Socio-Economic Rights and Accountability Project (SERAP) has sent an open letter to President Muhammadu Buhari. In the open letter, SERAP requested him to “use your good offices and leadership position to instruct the military authorities to immediately end any monitoring of activities of Nigerians on the social media.
The letter was dated 25 August 2017 and signed by SERAP deputy director Timothy Adewale the organization. According to Vanguard, n the letter, the body expressed “serious concern that any monitoring of Nigerians on social media by the military authorities would directly violate the constitutionally and internationally guaranteed rights to freedom of expression and privacy online.
“Instructing the military to end any such monitoring would help your government to defend and keep to its oft-repeated commitment to human rights, transparency and accountability.” The organization’s letter followed reported statement by the Director of Defence Information, Major-General John Enenche that the activities of Nigerians on the social media are now being monitored for hate speech, anti-government and anti-security information by the military.
The organization’s letter said in part: “Monitoring of the social media by the military is neither necessary nor proportionate, and could portray your government as working to control the political and social media space. “Classifying legitimate exercise of freedom of expression as ‘hate speech’ is counter-productive, In exercise of their rights to freedom of expression and privacy, Nigerians should be allowed to speak truth to power and stand up for their rights.
“Monitoring Nigerians on social media would criminalize their freedom and the activity of journalists that are critical of the government and censor the media from reporting on sensitive and critical information that is relevant to the public interest but controversial to the government. “It would have a chilling effect on media activities in Nigeria, and pose a serious threat to the ability of Nigerians to meaningfully participate in their own government.”
“To monitor Nigerians’ access to social media solely on the basis that it may be used to express views critical of the government or the political social system espoused by the government is entirely incompatible and inconsistent with constitutional guarantees and Nigeria’s international human rights obligations and commitments.” “SERAP notes that protecting critical expression on the Internet is the standard by which governments are now held to be considered genuinely democratic.
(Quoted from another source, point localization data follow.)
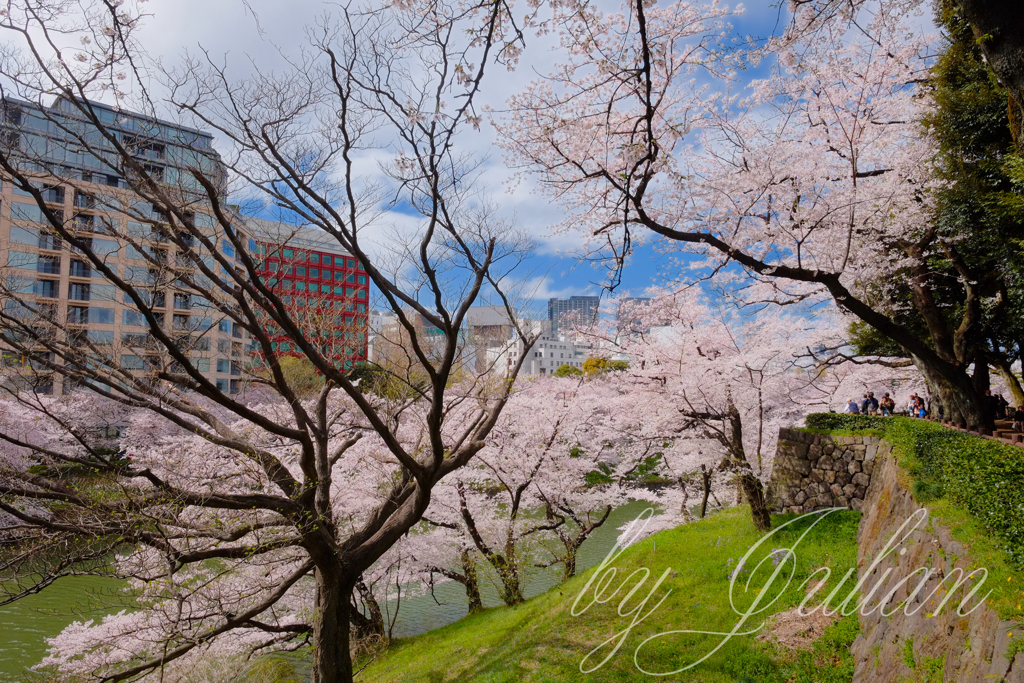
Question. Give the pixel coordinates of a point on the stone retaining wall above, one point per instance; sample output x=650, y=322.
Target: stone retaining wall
x=814, y=471
x=912, y=643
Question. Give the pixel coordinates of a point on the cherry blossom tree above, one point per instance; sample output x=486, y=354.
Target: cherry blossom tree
x=816, y=184
x=246, y=520
x=534, y=486
x=717, y=384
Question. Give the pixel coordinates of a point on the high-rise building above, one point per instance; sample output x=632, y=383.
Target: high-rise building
x=48, y=284
x=580, y=310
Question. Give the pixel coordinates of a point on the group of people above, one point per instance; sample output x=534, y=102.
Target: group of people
x=915, y=407
x=918, y=408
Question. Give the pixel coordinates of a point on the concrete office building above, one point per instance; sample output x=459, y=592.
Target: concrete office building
x=52, y=287
x=582, y=310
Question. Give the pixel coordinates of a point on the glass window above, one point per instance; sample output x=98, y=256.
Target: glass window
x=24, y=236
x=101, y=315
x=100, y=336
x=48, y=288
x=102, y=292
x=78, y=292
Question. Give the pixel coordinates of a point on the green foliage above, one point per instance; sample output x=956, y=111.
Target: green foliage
x=541, y=642
x=566, y=370
x=838, y=421
x=908, y=659
x=596, y=366
x=983, y=477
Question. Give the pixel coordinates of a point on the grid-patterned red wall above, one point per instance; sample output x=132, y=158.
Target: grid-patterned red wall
x=320, y=275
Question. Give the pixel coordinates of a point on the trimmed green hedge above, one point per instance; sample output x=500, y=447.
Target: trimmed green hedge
x=838, y=421
x=979, y=475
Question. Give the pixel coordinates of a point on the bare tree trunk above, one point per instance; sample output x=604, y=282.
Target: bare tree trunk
x=755, y=494
x=471, y=583
x=374, y=624
x=706, y=480
x=332, y=660
x=1013, y=384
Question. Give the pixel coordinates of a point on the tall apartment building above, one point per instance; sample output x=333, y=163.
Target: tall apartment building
x=574, y=310
x=52, y=285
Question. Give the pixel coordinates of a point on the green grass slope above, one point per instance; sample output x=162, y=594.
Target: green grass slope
x=542, y=641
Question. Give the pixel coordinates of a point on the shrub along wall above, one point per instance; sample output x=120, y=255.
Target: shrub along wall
x=982, y=476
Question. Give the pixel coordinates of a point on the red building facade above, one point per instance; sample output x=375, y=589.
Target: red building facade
x=328, y=293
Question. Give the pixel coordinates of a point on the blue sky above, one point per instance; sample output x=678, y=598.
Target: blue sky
x=250, y=34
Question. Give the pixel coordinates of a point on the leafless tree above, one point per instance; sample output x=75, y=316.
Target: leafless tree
x=304, y=140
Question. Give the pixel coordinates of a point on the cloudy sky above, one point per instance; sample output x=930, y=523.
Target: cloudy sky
x=243, y=34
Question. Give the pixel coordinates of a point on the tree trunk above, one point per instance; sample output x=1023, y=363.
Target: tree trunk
x=1013, y=384
x=367, y=626
x=569, y=563
x=332, y=662
x=472, y=583
x=755, y=495
x=998, y=27
x=706, y=479
x=961, y=403
x=511, y=590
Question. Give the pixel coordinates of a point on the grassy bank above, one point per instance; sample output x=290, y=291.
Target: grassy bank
x=542, y=641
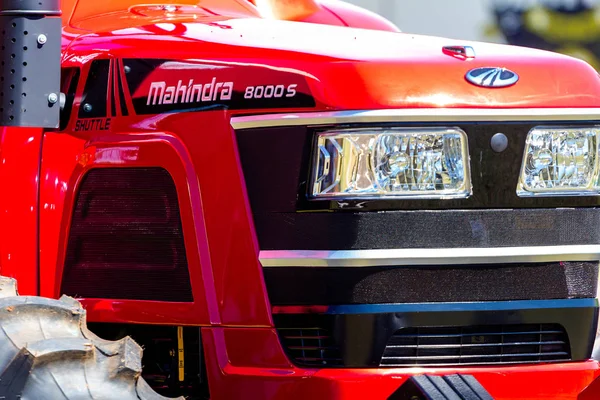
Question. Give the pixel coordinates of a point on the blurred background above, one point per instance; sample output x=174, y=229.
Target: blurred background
x=566, y=26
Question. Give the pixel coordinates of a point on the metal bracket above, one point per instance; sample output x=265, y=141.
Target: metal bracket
x=30, y=36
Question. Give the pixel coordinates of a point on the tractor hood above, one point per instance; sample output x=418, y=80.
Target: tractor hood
x=346, y=68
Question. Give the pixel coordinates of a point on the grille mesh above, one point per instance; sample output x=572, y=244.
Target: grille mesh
x=125, y=239
x=477, y=345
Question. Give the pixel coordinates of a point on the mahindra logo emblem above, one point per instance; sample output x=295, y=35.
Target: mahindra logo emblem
x=492, y=77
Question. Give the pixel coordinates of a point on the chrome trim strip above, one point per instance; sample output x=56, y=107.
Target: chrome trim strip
x=410, y=257
x=467, y=306
x=417, y=115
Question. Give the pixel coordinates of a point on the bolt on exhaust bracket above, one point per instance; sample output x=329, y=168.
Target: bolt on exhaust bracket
x=30, y=33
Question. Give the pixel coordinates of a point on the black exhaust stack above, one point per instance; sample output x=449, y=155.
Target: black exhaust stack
x=30, y=35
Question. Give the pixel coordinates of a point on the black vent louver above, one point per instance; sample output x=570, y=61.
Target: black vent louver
x=311, y=347
x=477, y=345
x=125, y=239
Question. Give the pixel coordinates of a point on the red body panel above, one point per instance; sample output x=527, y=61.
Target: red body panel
x=344, y=69
x=19, y=172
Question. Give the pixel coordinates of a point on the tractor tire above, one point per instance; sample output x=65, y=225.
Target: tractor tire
x=47, y=352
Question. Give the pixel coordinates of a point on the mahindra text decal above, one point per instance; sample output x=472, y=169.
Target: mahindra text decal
x=160, y=86
x=160, y=93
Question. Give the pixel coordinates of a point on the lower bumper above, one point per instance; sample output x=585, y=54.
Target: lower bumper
x=250, y=364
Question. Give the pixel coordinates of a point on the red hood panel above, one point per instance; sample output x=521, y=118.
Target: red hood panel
x=363, y=69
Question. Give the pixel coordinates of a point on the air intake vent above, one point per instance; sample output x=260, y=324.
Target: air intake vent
x=310, y=347
x=477, y=345
x=125, y=239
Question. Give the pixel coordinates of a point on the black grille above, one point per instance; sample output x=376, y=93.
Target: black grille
x=310, y=346
x=477, y=345
x=126, y=239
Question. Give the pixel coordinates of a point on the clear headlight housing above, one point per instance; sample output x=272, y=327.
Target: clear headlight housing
x=391, y=163
x=560, y=161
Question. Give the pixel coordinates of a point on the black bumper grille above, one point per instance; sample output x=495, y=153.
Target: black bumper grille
x=311, y=346
x=477, y=345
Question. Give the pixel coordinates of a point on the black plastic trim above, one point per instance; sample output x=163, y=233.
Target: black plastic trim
x=447, y=283
x=362, y=337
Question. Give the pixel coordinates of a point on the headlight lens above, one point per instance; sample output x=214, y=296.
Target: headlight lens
x=560, y=162
x=391, y=163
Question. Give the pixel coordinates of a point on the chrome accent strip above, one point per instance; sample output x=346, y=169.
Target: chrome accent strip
x=410, y=257
x=466, y=306
x=417, y=115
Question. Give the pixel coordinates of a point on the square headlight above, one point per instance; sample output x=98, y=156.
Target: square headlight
x=391, y=163
x=560, y=161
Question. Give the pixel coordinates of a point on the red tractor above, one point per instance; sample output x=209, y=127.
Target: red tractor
x=291, y=200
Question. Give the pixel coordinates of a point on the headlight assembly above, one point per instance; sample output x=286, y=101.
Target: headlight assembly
x=560, y=161
x=429, y=163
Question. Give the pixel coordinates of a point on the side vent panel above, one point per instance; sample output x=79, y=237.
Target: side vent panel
x=126, y=239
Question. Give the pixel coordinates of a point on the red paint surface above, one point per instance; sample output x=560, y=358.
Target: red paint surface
x=19, y=164
x=345, y=69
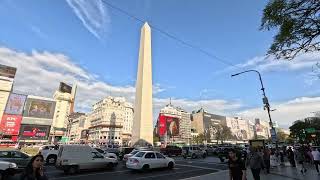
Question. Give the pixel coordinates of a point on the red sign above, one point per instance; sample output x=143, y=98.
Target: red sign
x=10, y=124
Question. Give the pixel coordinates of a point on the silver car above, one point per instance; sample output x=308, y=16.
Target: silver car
x=14, y=156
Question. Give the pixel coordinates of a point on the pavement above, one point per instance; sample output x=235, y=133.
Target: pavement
x=189, y=169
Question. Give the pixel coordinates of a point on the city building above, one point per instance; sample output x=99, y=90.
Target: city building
x=64, y=98
x=37, y=119
x=78, y=123
x=7, y=75
x=206, y=123
x=111, y=121
x=142, y=134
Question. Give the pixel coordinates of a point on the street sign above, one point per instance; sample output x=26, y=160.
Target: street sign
x=310, y=130
x=273, y=135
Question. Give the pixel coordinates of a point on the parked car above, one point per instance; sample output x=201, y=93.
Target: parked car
x=193, y=152
x=7, y=169
x=171, y=151
x=123, y=151
x=106, y=154
x=74, y=158
x=19, y=158
x=145, y=160
x=132, y=153
x=49, y=153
“Nigerians should therefore be allowed to discuss government policies and engage in political debate; report on corruption in government; and exercise their right to expression of opinion and dissent. “While we recognize the obligation to protect against hate speech that constitutes incitement to hostility, discrimination or violence, this should not be used as a pretext to clampdown on legitimate exercise of the right to freedom of expression that does not constitute incitement to discrimination, hostility or violence.”
Meanwhile, Naijaloaded earlier reported that he federal government has dismissed reports circulating on the social media that it has mandated that ministry of interior to monitor and record all phone calls and social media posts made by citizens. The minister of information and culture, Lai Mohammed, described the reports as false and misleading.